10. In view of our finding that the Notification exempts also parts of ? the engines mentioned in paragraph 2 of column (2) of the Table, in order to avail of the benefit of the exemption granted by the Notification, it has to be proved that the parts in respect of which the exemption is claimed, are parts of the internal combustion piston engine, as mentioned under Heading No. 84.06. Some of such parts may have been included under Heading No. 84.63. In other words, as soon as it is proved that the parts are of the engines, mentioned in Heading No. 84.06, such parts will get the benefit of exemption as provided by the Notification, irrespective of the fact that they or any or some of them have already been included under Heading No. 84.63 or under any other heading.

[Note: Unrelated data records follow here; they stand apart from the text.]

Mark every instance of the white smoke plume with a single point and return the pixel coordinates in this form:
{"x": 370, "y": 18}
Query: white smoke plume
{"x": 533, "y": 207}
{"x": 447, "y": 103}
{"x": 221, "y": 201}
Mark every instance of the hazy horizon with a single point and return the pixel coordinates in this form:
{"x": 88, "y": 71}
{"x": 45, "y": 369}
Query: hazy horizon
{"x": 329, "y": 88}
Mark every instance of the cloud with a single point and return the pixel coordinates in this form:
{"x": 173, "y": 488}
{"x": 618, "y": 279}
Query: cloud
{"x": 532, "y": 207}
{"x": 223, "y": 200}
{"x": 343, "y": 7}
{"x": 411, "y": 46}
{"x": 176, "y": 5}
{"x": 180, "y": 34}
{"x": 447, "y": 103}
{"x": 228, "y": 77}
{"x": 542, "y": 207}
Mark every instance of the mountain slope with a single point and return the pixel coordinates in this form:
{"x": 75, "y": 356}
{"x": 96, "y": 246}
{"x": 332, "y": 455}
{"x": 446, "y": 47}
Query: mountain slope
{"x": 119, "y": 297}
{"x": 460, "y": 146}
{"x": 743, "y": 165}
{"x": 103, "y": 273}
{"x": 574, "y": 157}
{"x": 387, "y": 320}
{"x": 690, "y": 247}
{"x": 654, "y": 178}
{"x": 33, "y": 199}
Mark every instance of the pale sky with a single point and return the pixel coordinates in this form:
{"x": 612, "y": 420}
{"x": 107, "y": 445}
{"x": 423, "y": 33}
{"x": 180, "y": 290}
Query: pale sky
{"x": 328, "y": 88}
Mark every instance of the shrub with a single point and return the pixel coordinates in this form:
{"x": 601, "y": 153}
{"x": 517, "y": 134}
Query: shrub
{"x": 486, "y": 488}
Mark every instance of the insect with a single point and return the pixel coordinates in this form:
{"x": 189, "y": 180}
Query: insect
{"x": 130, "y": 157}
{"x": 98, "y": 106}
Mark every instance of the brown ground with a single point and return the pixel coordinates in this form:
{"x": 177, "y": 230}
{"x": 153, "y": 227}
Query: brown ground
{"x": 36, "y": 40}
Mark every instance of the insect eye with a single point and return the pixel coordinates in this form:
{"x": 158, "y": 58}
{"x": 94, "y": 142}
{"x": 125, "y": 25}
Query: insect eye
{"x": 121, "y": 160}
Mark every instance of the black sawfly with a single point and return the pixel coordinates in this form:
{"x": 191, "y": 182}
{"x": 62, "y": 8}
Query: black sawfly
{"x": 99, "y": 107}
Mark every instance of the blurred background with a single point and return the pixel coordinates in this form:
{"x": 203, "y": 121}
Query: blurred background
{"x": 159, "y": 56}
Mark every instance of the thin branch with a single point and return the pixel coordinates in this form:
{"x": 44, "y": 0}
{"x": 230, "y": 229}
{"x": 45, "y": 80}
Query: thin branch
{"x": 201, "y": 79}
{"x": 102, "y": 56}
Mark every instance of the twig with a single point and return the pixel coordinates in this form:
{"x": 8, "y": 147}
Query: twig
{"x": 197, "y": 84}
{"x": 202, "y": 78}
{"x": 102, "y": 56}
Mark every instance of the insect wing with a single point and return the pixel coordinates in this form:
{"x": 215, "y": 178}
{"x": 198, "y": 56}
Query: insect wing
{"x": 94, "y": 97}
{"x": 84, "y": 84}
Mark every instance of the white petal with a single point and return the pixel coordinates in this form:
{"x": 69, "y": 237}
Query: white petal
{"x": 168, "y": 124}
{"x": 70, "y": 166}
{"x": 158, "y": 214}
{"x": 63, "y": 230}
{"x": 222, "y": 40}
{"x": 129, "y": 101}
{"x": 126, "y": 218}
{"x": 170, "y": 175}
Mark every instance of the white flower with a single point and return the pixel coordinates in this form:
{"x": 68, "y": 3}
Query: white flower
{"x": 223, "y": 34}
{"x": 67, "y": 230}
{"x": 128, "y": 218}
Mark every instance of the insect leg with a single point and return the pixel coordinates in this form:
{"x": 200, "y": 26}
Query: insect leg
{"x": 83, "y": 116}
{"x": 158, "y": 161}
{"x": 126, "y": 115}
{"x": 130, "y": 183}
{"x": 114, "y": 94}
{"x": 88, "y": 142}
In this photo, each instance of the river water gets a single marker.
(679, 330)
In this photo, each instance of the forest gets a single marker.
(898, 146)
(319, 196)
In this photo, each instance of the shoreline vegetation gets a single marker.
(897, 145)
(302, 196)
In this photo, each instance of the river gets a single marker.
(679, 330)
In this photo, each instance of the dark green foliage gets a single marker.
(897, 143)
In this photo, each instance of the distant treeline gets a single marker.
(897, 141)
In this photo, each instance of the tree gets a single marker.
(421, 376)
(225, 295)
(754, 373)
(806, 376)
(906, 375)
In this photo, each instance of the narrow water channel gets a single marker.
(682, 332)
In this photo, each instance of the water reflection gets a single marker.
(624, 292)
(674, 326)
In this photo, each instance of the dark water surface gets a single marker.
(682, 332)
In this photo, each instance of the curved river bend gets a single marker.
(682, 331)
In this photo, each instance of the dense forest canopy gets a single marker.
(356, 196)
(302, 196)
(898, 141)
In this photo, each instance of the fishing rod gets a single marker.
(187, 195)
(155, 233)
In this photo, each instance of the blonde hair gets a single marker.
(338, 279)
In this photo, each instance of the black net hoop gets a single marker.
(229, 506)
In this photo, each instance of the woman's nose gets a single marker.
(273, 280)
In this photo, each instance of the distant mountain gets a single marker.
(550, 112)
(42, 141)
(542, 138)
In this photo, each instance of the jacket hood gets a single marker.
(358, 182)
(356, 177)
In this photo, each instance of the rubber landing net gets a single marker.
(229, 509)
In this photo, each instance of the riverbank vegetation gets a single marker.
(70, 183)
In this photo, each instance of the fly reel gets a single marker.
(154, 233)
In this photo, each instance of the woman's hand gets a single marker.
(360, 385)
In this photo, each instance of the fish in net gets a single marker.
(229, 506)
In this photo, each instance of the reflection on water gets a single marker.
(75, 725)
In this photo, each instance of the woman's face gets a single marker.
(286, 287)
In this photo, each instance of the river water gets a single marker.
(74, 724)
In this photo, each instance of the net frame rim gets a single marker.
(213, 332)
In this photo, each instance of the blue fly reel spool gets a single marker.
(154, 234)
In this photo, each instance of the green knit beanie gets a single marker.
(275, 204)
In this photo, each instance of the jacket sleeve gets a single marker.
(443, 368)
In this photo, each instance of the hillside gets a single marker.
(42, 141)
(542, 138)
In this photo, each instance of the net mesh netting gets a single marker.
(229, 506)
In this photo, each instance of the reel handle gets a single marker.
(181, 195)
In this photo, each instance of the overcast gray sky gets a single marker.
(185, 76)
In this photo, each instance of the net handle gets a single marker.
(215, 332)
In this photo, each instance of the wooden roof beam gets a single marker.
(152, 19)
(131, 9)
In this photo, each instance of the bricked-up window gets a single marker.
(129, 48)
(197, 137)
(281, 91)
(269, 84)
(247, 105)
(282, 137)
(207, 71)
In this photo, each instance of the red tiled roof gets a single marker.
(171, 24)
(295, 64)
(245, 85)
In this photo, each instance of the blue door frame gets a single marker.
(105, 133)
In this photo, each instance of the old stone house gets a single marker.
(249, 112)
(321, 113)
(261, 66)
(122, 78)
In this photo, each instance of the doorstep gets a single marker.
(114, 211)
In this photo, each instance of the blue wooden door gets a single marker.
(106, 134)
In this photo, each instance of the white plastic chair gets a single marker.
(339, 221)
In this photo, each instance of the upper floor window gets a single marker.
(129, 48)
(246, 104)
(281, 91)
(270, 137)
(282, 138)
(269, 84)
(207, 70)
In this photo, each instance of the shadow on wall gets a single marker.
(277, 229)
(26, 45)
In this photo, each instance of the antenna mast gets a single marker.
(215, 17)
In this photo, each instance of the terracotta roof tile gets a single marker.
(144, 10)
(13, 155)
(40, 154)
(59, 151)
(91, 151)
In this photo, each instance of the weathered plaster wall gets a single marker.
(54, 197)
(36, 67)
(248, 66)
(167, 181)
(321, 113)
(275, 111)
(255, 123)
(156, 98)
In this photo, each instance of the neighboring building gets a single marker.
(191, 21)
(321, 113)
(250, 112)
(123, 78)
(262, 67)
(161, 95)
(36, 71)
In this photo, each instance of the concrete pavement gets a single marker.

Therefore, even if bushings are the same as bearings, still they would come within the purview of the Notification, provided they are parts of the engines mentioned under Heading No. 84.06. The contention of the Customs authorities that the article, which is provided under another Heading other than Heading No. 84,06, will not get the exemption as provided in the Notification, is not readily understandable. When the Notification grants exemption to the party of the engines, as mentioned under Heading No. 84.06 we find no reason to exclude any of such parts Simply because it is included under another heading. The intention of the Notification is clear enough to provide that the parts of the engines, mentioned under Heading No. 84.06, will get the exemption under the Notification and in the absence of any provision to the contrary, we are unable to hold that the parts of the engines, which are included under a heading other than Heading No. 84.06, are excluded from the benefit of the Notification.
9. In the result, the impugned order is set aside and the appeal is allowed with consequential relief to the appellant.